Guardó la fotografía en un bolsillo y se fue poniendo el sobretodo mientras Sociales salía fumando de su garita de vidrio con un abanico de papeles en la mano.
– -Hola --dijo ella--, ya me ve, a estas horas recién termina el sarao.
Risso la miraba desde arriba. El pelo claro, teñido, las arrugas del cuello, la papada que caía redonda y puntiaguda como un pequeño vientre, las diminutas, excesivas alegrías que le adornaban las ropas. “Es una mujer, también ella. Ahora le miro el pañuelo rojo en la garganta, las uñas violentas en los dedos viejos y sucios de tabaco, los anillos y pulseras, el vestido que le dio en pago un modisto y no un amante, los tacos interminables tal vez torcidos, la curva triste de la boca, el entusiasmo casi frenético que le impone a las sonrisas. Todo va a ser más fácil si me convenzo de que también ella es una mujer”.

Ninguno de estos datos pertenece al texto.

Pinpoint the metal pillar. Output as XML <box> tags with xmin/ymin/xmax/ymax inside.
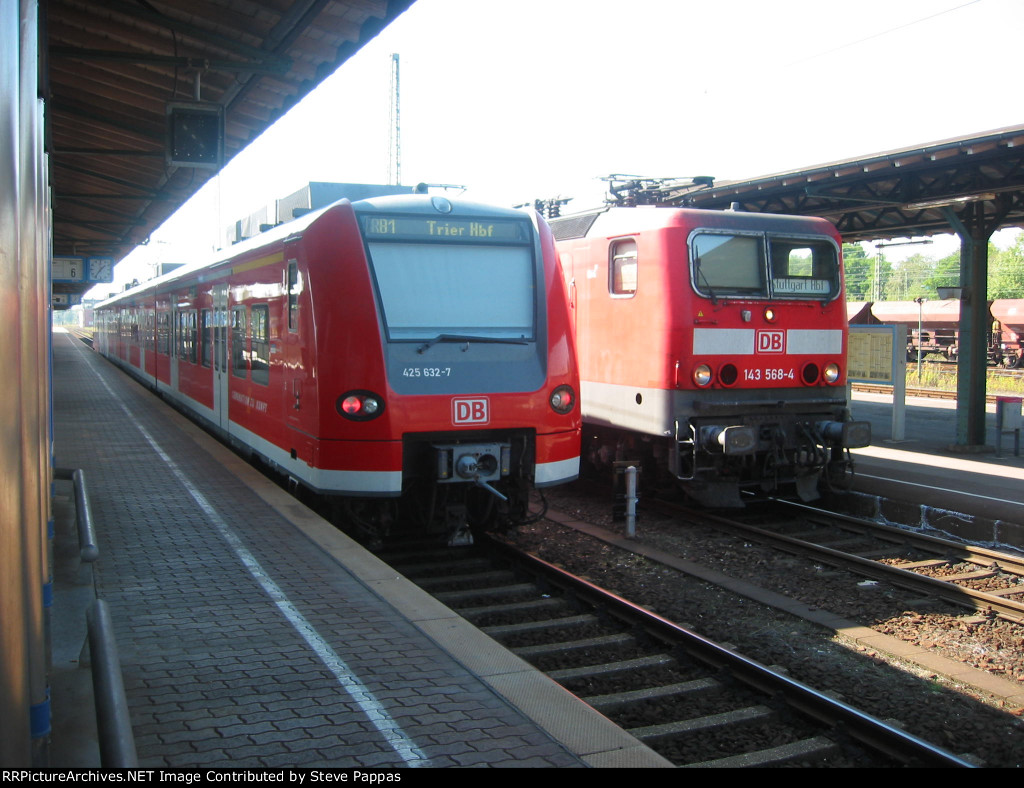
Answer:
<box><xmin>0</xmin><ymin>0</ymin><xmax>34</xmax><ymax>768</ymax></box>
<box><xmin>942</xmin><ymin>202</ymin><xmax>994</xmax><ymax>451</ymax></box>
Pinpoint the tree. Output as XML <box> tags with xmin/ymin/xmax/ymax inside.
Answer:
<box><xmin>843</xmin><ymin>244</ymin><xmax>874</xmax><ymax>301</ymax></box>
<box><xmin>988</xmin><ymin>233</ymin><xmax>1024</xmax><ymax>299</ymax></box>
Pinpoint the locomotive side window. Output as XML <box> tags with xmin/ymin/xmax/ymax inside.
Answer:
<box><xmin>690</xmin><ymin>232</ymin><xmax>766</xmax><ymax>298</ymax></box>
<box><xmin>231</xmin><ymin>306</ymin><xmax>249</xmax><ymax>378</ymax></box>
<box><xmin>288</xmin><ymin>260</ymin><xmax>301</xmax><ymax>332</ymax></box>
<box><xmin>608</xmin><ymin>238</ymin><xmax>637</xmax><ymax>296</ymax></box>
<box><xmin>768</xmin><ymin>237</ymin><xmax>839</xmax><ymax>299</ymax></box>
<box><xmin>250</xmin><ymin>304</ymin><xmax>270</xmax><ymax>386</ymax></box>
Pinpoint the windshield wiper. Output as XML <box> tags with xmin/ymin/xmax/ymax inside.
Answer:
<box><xmin>693</xmin><ymin>257</ymin><xmax>718</xmax><ymax>306</ymax></box>
<box><xmin>416</xmin><ymin>334</ymin><xmax>529</xmax><ymax>353</ymax></box>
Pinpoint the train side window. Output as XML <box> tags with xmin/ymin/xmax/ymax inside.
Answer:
<box><xmin>231</xmin><ymin>306</ymin><xmax>249</xmax><ymax>378</ymax></box>
<box><xmin>608</xmin><ymin>238</ymin><xmax>637</xmax><ymax>296</ymax></box>
<box><xmin>199</xmin><ymin>309</ymin><xmax>213</xmax><ymax>366</ymax></box>
<box><xmin>250</xmin><ymin>304</ymin><xmax>270</xmax><ymax>386</ymax></box>
<box><xmin>157</xmin><ymin>312</ymin><xmax>171</xmax><ymax>356</ymax></box>
<box><xmin>184</xmin><ymin>309</ymin><xmax>199</xmax><ymax>363</ymax></box>
<box><xmin>288</xmin><ymin>260</ymin><xmax>301</xmax><ymax>332</ymax></box>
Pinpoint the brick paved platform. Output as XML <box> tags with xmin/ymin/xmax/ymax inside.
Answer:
<box><xmin>52</xmin><ymin>333</ymin><xmax>667</xmax><ymax>768</ymax></box>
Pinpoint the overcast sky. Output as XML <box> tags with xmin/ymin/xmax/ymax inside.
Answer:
<box><xmin>92</xmin><ymin>0</ymin><xmax>1024</xmax><ymax>289</ymax></box>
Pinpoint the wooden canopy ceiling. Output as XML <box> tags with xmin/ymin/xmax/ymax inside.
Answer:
<box><xmin>40</xmin><ymin>0</ymin><xmax>414</xmax><ymax>300</ymax></box>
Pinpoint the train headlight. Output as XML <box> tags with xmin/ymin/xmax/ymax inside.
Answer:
<box><xmin>549</xmin><ymin>386</ymin><xmax>575</xmax><ymax>415</ymax></box>
<box><xmin>335</xmin><ymin>391</ymin><xmax>384</xmax><ymax>422</ymax></box>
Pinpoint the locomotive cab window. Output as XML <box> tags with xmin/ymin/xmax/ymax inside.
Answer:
<box><xmin>608</xmin><ymin>238</ymin><xmax>637</xmax><ymax>296</ymax></box>
<box><xmin>690</xmin><ymin>232</ymin><xmax>766</xmax><ymax>298</ymax></box>
<box><xmin>768</xmin><ymin>237</ymin><xmax>840</xmax><ymax>300</ymax></box>
<box><xmin>362</xmin><ymin>215</ymin><xmax>538</xmax><ymax>342</ymax></box>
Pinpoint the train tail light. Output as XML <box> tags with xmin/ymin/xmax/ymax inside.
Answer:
<box><xmin>549</xmin><ymin>386</ymin><xmax>575</xmax><ymax>415</ymax></box>
<box><xmin>335</xmin><ymin>391</ymin><xmax>384</xmax><ymax>422</ymax></box>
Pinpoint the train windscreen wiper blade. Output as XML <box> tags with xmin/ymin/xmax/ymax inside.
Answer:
<box><xmin>416</xmin><ymin>334</ymin><xmax>529</xmax><ymax>353</ymax></box>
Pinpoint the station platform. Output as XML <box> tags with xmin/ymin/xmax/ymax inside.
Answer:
<box><xmin>49</xmin><ymin>330</ymin><xmax>671</xmax><ymax>770</ymax></box>
<box><xmin>850</xmin><ymin>390</ymin><xmax>1024</xmax><ymax>550</ymax></box>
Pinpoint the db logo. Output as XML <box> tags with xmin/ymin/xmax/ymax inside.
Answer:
<box><xmin>755</xmin><ymin>329</ymin><xmax>785</xmax><ymax>353</ymax></box>
<box><xmin>452</xmin><ymin>397</ymin><xmax>490</xmax><ymax>424</ymax></box>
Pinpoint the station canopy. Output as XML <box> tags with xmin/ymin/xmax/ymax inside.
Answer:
<box><xmin>635</xmin><ymin>126</ymin><xmax>1024</xmax><ymax>243</ymax></box>
<box><xmin>47</xmin><ymin>0</ymin><xmax>414</xmax><ymax>296</ymax></box>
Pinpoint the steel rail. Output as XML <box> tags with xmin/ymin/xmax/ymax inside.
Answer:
<box><xmin>486</xmin><ymin>539</ymin><xmax>974</xmax><ymax>769</ymax></box>
<box><xmin>680</xmin><ymin>501</ymin><xmax>1024</xmax><ymax>623</ymax></box>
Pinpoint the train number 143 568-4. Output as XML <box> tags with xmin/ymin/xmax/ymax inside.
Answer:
<box><xmin>743</xmin><ymin>368</ymin><xmax>797</xmax><ymax>381</ymax></box>
<box><xmin>401</xmin><ymin>366</ymin><xmax>452</xmax><ymax>378</ymax></box>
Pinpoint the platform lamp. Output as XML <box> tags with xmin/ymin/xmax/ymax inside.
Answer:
<box><xmin>165</xmin><ymin>101</ymin><xmax>224</xmax><ymax>170</ymax></box>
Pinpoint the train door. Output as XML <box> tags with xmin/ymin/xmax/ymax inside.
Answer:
<box><xmin>213</xmin><ymin>284</ymin><xmax>229</xmax><ymax>430</ymax></box>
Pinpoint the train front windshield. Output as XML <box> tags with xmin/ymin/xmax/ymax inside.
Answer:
<box><xmin>362</xmin><ymin>215</ymin><xmax>537</xmax><ymax>342</ymax></box>
<box><xmin>690</xmin><ymin>232</ymin><xmax>840</xmax><ymax>301</ymax></box>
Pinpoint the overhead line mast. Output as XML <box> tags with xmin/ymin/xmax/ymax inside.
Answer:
<box><xmin>387</xmin><ymin>52</ymin><xmax>401</xmax><ymax>186</ymax></box>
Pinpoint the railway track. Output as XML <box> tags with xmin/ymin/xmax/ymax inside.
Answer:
<box><xmin>672</xmin><ymin>500</ymin><xmax>1024</xmax><ymax>623</ymax></box>
<box><xmin>853</xmin><ymin>383</ymin><xmax>1012</xmax><ymax>404</ymax></box>
<box><xmin>382</xmin><ymin>540</ymin><xmax>971</xmax><ymax>767</ymax></box>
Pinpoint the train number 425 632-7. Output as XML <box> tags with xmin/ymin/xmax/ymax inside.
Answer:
<box><xmin>743</xmin><ymin>368</ymin><xmax>797</xmax><ymax>381</ymax></box>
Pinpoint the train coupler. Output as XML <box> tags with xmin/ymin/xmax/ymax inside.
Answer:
<box><xmin>444</xmin><ymin>504</ymin><xmax>473</xmax><ymax>548</ymax></box>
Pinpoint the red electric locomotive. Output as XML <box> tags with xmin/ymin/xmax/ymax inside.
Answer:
<box><xmin>96</xmin><ymin>194</ymin><xmax>581</xmax><ymax>542</ymax></box>
<box><xmin>551</xmin><ymin>206</ymin><xmax>870</xmax><ymax>507</ymax></box>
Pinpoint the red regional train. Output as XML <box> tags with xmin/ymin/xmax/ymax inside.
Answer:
<box><xmin>550</xmin><ymin>206</ymin><xmax>870</xmax><ymax>507</ymax></box>
<box><xmin>96</xmin><ymin>194</ymin><xmax>581</xmax><ymax>543</ymax></box>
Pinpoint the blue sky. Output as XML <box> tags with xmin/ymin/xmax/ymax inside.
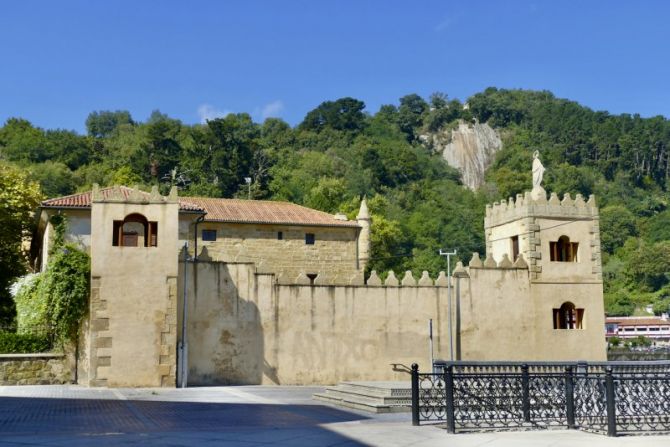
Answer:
<box><xmin>0</xmin><ymin>0</ymin><xmax>670</xmax><ymax>132</ymax></box>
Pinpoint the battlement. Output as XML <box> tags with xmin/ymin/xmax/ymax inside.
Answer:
<box><xmin>484</xmin><ymin>191</ymin><xmax>598</xmax><ymax>228</ymax></box>
<box><xmin>268</xmin><ymin>253</ymin><xmax>528</xmax><ymax>287</ymax></box>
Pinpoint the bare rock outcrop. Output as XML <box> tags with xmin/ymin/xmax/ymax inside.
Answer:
<box><xmin>421</xmin><ymin>122</ymin><xmax>502</xmax><ymax>190</ymax></box>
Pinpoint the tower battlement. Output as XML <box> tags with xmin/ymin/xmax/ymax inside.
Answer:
<box><xmin>484</xmin><ymin>191</ymin><xmax>598</xmax><ymax>228</ymax></box>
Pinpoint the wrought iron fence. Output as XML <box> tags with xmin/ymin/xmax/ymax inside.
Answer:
<box><xmin>412</xmin><ymin>362</ymin><xmax>670</xmax><ymax>436</ymax></box>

– Parece una cosa hecha por gusto, planeada. Cuando yo llego usted se va, como si siempre me estuviera disparando. Hace un frío de polo afuera. Me dejan el material como me habían prometido, pero ni siquiera un nombre, un epígrafe. Adivine, equivóquese, publique un disparate fantástico. No conozco más nombres que el de los contrayentes y gracias a Dios. Abundancia y mal gusto, eso es lo que había. Agasajaron a sus amistades con una brillante recepción en casa de los padres de la novia. Ya nadie bien se casa en sábado. Prepárese, viene un frío de polo desde la rambla.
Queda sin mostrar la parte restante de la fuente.